Is that how you view church? Do you eagerly anticipate gathering with other brothers and sisters in Christ, believing that the LORD’s blessing will be found there? It is tragic how gathering together on Sunday is increasingly viewed as a chore rather than a blessing, as a work instead of a grace. The author of Hebrews, after all, teaches that our gathering for worship should be a time of encouraging “one another to love and good works” (10:24), which is another way of saying to walk in the LORD’s ways. We bless one another by encouraging each other to continue walking in God’s blessedness. If we neglect to meet together, we essentially forsake the LORD’s blessing from Zion, while also denying how God might have used us as instrument of His blessing to others. As the body of Christ, we are meant to build one another up in the LORD. We are members of one another. We are Jerusalem, God’s dwelling place. Therefore, the prosperity and blessedness of Jerusalem is our prosperity and blessedness. The peace of Israel is our peace. The maturity of the church is our maturity.
Returning a final time to Jeremiah 29, God commanded the captives to seek the welfare (which in Hebrew is a variant of the word for peace) of their new city, Babylon, and through that action they would find their own welfare. Since we’ve discussed that Babylon is often used to represent the unbelieving world, our welfare is secured as we seek the welfare, the peace, of the world around us. According to Merriam-Webster, a blessing can be defined “a thing conducive to happiness or welfare.” We are blessed whenever we seek to bless those around us.
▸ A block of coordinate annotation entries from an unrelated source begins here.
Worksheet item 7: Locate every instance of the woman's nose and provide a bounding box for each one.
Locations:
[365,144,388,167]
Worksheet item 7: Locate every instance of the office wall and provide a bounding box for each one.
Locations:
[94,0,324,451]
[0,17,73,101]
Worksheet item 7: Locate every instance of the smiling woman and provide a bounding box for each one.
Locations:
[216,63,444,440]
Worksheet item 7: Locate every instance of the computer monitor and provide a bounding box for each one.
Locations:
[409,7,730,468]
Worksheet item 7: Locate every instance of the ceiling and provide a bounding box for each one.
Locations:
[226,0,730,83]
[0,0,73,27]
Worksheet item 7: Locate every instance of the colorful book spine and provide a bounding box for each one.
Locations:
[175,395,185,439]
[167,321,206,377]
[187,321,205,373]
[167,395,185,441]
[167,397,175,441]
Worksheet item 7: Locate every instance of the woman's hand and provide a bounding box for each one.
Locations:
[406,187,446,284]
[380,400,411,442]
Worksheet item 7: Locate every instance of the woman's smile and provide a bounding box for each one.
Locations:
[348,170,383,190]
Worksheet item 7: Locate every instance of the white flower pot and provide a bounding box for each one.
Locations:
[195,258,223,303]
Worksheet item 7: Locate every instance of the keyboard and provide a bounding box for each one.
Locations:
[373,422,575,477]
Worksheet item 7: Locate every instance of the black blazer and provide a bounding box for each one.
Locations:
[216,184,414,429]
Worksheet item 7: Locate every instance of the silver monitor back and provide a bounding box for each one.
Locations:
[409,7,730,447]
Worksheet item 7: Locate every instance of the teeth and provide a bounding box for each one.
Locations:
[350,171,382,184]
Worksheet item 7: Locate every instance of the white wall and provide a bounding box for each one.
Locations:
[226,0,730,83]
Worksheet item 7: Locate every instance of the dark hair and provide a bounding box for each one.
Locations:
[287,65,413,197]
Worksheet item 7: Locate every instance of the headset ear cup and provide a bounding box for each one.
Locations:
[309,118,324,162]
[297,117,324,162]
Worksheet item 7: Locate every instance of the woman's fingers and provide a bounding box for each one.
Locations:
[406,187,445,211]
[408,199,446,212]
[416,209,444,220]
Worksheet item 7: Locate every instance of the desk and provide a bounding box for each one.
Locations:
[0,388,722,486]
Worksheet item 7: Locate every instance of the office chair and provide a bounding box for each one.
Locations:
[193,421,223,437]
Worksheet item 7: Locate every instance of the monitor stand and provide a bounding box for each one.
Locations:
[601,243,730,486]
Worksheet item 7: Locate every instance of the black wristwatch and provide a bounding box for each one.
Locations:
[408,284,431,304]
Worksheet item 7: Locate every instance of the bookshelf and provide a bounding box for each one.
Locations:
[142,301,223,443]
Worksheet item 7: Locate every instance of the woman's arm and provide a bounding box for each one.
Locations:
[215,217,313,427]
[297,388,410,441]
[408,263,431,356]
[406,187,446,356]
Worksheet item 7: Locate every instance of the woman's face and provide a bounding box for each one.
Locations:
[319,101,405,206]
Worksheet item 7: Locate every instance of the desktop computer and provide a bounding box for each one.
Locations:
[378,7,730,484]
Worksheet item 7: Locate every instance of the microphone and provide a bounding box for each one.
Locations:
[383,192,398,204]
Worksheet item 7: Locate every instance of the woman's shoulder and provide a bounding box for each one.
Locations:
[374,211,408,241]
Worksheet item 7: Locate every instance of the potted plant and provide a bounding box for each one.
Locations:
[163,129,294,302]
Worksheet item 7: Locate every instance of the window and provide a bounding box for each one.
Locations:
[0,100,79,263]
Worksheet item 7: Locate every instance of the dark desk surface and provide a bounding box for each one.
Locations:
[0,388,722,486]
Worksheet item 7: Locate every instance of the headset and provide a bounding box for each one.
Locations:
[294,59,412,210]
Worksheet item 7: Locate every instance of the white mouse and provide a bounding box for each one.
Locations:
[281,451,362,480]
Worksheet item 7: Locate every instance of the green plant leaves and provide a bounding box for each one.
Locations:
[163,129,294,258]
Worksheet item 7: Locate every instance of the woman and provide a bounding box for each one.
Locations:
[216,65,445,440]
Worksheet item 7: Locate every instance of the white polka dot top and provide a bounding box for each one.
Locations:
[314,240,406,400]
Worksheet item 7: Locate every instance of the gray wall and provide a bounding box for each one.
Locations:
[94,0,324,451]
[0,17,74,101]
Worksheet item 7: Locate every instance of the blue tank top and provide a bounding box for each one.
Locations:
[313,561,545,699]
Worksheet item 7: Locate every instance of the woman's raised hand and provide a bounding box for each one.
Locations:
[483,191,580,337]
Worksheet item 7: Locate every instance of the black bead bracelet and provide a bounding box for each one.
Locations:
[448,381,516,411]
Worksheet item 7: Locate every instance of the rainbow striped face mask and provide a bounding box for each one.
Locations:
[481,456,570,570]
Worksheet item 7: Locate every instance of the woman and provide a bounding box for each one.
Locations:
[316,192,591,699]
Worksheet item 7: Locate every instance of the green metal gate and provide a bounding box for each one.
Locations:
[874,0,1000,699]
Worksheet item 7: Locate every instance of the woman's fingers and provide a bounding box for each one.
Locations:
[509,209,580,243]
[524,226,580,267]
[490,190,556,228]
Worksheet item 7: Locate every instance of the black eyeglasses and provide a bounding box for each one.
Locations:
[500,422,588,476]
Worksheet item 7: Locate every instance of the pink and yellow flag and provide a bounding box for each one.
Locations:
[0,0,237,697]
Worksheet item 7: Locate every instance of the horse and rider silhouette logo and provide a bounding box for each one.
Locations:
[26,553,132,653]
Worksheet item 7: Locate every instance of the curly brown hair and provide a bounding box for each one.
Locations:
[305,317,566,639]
Yet Psalm 128 is longing for the blessing of Jerusalem, not Babylon. How then do these ideas connect? The greatest peace, the greatest welfare, the greatest blessing that could come upon those who do not follow Christ would be for them to start following Christ. Even as we live in Babylon, we are still exiled citizens of Jerusalem, and we long to take citizens of Babylon with us as we return. Our blessedness must a sign and beacon, a testament to the goodness of Jesus Christ. Fortunately, Jesus told His disciples how the world come to recognize this in them: “By this all people will know that you are my disciples, if you have love for one another” (John 13:35). A love for God’s people reveals our love for God Himself. As we experience the blessings of this holy community together, we fervently invite those around us to pull up a seat at the family meal and join us.
This isn’t, of course, to say that a church should be primarily inward focused. We must be outward focused, seeking to care for the orphans, widows, and other vulnerable members. Yet we can never forget that our love for one another that provide solid ground for our missions and evangelism.
Have you experienced the blessedness of Christ? If not, come to Him today.
More specifically, have you experienced the blessedness of Christ’s people? Poor, sinful, and broken as we are, the church is Christ’s body and His bride.
May we long to see the prosperity of Jerusalem, to see the flourishing of God’s kingdom as it advances.
May we see our children’s children, the generational fruit of our discipleship as we obey the Great Commission.
May peace, welfare, and blessedness be upon God’s people.